Labour MP Nigel Beard demanded to know what Aifa stands for if it fails to protect the name of the industry from scandals such as Berkeley Berry Birch ringfencing potential liabilities in its Berry Birch & Noble Financial Services subsidiary.
BBB was cited by MPs as one of the firms that should be condemned by the industry for leaving the Financial Services Compensation Scheme to foot the bill for potential liabilities.
Chairman Labour MP John McFall demanded a response from Smee on what obligation of care the industry feels to investors who lose money through firms such as BBNFS.
Smee faced a barrage of questions but said he felt the FSA had taken appropriate action in dealing with BBB. While he did not condone the manoeuvre, he believed it was within solvency rules and something that occurred in every sector.
Aifa also faced criticism over its failure to sound the alarm over structured products as soon as it became concerned.
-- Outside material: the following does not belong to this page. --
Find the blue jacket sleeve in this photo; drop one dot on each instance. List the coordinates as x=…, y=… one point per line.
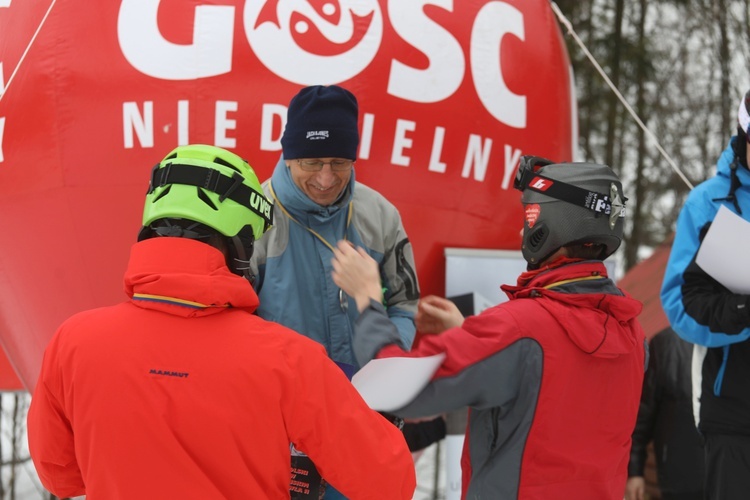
x=700, y=309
Labour MP Angela Eagle castigated Smee, describing his responses as “coy”. She said: “Deliberate evasion of response casts aspersion on the whole industry. From Aifa's point of view, shouldn't you be worried about that rather than protecting the reputation of a company that has been doing something like this?” Smee said: “I am very mindful of my obligations as representative of the trade body but I think we have to work within the law of the land.”